Several Senate Republicans said they did not know why Reid scheduled the bill in the first place, if he wasn’t going to allow an open amendment process.
“I guess I’m sort of mystified as to what the strategy is if this is about helping her,” Republican Conference Chairman John Thune of South Dakota said of Hagan. “Many of us would like to see the bill get enacted, but you can’t keep stuffing us.”
Thune said Hagan should be frustrated with Reid. “It’s her bill. It would be a big accomplishment if she can get it through,” he said.
“Is he expecting a different outcome?” Minority Whip John Cornyn, R-Texas, asked of Reid’s move to fill the amendment tree blocking any amendments to the bill.

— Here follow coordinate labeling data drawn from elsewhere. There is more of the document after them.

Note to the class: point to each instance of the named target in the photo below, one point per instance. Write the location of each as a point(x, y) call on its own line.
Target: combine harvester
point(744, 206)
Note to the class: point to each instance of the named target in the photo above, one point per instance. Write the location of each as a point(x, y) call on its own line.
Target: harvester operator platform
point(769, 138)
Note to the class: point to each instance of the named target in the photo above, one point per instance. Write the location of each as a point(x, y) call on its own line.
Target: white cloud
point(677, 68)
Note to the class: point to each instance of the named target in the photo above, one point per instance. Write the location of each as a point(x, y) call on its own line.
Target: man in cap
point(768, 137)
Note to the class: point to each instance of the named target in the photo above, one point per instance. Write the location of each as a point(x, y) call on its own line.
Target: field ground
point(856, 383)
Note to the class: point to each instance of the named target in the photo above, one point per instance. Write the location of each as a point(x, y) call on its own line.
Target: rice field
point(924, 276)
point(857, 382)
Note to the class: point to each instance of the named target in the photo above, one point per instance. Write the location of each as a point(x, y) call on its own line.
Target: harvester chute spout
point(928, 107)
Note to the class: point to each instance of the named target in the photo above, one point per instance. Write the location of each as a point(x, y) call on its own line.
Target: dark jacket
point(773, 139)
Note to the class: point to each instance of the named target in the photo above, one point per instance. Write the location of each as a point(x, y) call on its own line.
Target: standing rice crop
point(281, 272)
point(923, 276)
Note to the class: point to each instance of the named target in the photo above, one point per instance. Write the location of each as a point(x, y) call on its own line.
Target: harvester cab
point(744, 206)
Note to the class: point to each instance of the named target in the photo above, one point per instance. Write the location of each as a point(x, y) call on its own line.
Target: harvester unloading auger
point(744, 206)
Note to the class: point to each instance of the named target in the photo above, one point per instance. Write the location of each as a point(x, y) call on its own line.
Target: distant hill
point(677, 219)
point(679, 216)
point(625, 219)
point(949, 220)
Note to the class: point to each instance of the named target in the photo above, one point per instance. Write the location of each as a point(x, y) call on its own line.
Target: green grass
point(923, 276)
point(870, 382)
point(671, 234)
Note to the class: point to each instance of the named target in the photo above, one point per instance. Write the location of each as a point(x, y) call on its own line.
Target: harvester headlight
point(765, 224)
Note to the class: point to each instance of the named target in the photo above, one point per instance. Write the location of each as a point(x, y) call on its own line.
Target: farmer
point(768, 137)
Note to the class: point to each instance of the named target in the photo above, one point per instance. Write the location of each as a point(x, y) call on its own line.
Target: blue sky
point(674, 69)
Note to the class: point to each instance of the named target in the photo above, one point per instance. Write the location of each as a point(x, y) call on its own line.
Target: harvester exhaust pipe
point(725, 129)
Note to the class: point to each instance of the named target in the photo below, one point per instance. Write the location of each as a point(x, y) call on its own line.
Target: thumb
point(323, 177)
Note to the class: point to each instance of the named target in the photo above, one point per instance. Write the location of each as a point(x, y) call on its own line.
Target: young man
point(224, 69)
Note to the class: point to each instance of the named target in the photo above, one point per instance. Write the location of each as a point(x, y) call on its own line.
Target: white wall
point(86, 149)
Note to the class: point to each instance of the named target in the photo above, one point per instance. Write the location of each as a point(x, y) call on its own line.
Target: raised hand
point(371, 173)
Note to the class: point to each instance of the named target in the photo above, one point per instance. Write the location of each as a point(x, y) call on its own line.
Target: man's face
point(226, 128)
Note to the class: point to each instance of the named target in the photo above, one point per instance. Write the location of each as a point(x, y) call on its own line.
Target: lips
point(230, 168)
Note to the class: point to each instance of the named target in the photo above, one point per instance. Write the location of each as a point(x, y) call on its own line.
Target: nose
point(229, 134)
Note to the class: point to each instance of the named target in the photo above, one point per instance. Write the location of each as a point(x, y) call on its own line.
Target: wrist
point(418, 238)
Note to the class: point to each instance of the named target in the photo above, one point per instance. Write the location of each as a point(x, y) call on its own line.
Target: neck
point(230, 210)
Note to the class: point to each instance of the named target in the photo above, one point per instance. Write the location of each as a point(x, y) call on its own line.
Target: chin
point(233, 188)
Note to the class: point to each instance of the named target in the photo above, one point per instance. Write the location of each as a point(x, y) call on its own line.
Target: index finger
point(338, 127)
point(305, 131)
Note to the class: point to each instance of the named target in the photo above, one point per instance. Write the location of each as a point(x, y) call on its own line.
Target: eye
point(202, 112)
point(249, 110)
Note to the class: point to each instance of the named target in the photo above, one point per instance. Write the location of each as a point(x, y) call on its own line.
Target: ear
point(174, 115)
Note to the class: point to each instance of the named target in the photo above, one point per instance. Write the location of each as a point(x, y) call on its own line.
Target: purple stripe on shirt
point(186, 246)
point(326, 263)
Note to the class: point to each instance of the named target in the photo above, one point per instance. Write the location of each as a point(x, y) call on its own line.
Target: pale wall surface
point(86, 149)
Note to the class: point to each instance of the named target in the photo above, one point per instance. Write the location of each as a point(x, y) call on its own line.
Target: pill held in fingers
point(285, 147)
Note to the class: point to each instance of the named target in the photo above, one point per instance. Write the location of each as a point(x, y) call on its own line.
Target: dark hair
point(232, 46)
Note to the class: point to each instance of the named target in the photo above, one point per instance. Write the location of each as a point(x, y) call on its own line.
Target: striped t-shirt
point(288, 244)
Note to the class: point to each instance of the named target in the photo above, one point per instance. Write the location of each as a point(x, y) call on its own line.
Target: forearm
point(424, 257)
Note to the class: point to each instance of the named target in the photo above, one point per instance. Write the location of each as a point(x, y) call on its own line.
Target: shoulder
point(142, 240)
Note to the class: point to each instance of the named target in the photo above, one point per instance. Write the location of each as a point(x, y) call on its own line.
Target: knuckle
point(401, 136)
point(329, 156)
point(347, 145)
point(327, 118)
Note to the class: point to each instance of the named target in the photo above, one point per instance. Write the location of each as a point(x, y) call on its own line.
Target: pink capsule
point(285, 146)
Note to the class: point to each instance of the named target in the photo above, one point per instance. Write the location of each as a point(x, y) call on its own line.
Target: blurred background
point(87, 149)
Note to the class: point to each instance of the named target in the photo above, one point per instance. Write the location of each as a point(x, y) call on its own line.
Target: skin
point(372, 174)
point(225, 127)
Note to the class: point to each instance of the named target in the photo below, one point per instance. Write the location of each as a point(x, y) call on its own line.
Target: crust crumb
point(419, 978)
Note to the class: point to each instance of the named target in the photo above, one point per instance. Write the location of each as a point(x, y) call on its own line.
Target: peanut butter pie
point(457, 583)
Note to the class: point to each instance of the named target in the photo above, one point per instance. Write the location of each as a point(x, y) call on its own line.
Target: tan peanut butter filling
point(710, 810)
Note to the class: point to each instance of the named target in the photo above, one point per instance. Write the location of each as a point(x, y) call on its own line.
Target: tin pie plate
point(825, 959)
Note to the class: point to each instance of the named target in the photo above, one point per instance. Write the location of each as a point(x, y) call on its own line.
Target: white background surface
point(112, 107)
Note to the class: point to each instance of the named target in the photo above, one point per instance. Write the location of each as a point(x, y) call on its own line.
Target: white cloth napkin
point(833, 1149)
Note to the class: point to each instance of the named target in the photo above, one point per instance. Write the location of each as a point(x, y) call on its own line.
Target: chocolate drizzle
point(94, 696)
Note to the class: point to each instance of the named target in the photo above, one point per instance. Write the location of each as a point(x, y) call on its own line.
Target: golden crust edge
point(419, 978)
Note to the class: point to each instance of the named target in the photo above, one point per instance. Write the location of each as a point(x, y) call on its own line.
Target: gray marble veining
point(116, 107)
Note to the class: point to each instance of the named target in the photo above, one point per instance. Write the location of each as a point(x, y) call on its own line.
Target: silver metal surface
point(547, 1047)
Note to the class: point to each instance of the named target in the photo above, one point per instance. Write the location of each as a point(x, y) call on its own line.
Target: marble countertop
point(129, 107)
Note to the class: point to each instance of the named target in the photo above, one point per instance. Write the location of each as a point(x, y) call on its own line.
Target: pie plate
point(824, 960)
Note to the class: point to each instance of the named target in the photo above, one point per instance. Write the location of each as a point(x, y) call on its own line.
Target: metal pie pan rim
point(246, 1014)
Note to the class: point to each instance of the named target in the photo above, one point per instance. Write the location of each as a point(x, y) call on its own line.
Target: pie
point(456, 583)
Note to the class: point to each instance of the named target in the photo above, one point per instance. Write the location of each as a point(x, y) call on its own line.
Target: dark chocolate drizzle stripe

Cornyn’s question could be read as a threat; if past is prologue, a failure to agree on amendments will result in Republicans voting to filibuster the bill.
Despite a flood of gun amendments, Cornyn contended Republicans are “trying to exercise a little bit of restraint, but I guess he is worried about free speech, debate and votes.”
Hagan’s North Carolina colleague, Republican Richard M. Burr, said he doesn’t think Reid’s move helps her re-election efforts.
“It’s a pretty uncomfortable situation she’s put herself in [by sponsoring the bill],” he said, calling its likely failure “so predictable.”
The 2014 strategy on the sportsmen’s bill differs from a 2012 effort, in which legislation from then-in-cycle Sen. Jon Tester, D-Mont., was scheduled prior to the election for a vote in the lame duck. Tester got credit from local media, but he avoided any chance of a legislative belly flop on the floor.
Still, sources on the ground said the issue didn’t seem to have much resonance in North Carolina race yet. Republican challenger Thom Tillis’ campaign was pointing to the differences in the two records on gun issues, including Hagan’s “F” rating from the National Rifle Association, but it wasn’t clear what kind of response to the sportsmen’s bill there might be.
The standoff was frustrating to other senators hoping to legislate.
Sen. Susan Collins, R-Maine, said she has an amendment with New Hampshire Democrat Jeanne Shaheen that would give disabled veterans lifetime National Parks passes for hunting, fishing and recreation. She predicted it would probably get accepted if they were allowed to offer it.
“This really needs to stop. We need a return to regular order,” Collins said.
Sen. Bob Corker, R-Tenn., wasn’t surprised by Reid’s move, but said he doesn’t understand who is helped by blocking amendments.
“That is the part that I can’t figure,” Corker said. “I would think he is hurting more of his members than he is helping by keeping them from having to vote on amendments. We’ve all speculated. We know he is solely doing it [over] the election to keep people from taking votes. But none of us can figure how it’s really helping, and that over time he is hurting more people than he’s helping.”
Some of the amendments might appeal to Democrats from conservative-leaning states on the 2014 ballot, and others might even pass if they were voted on without requiring a 60-vote supermajority.
Sen. Mark Pryor, who is in one of this year’s closest races, didn’t sound particularly concerned about the votes themselves.
“I’ve voted on some of those amendments before, either for or against,” the Arkansas Democrat said. “As a senator, you have the right of unlimited debate and the right of unlimited amendment. You know, that’s the way it works. But, at the same time you need the internal discipline around here in both those ways — in the debate and on the amendments to make sure that we can be productive, and it’s been hard recently.”
A similar fight over amendments doomed a bipartisan energy efficiency bill sponsored by Shaheen and Republican Rob Portman of Ohio. The collapse of the energy efficiency measure prompted Democrats to charge that Republicans were refusing to make any agreement in an effort to help Shaheen’s 2014 challenger, former Massachusetts Sen. Scott P. Brown.
Alexis Levinson and Hannah Hess contributed to this report.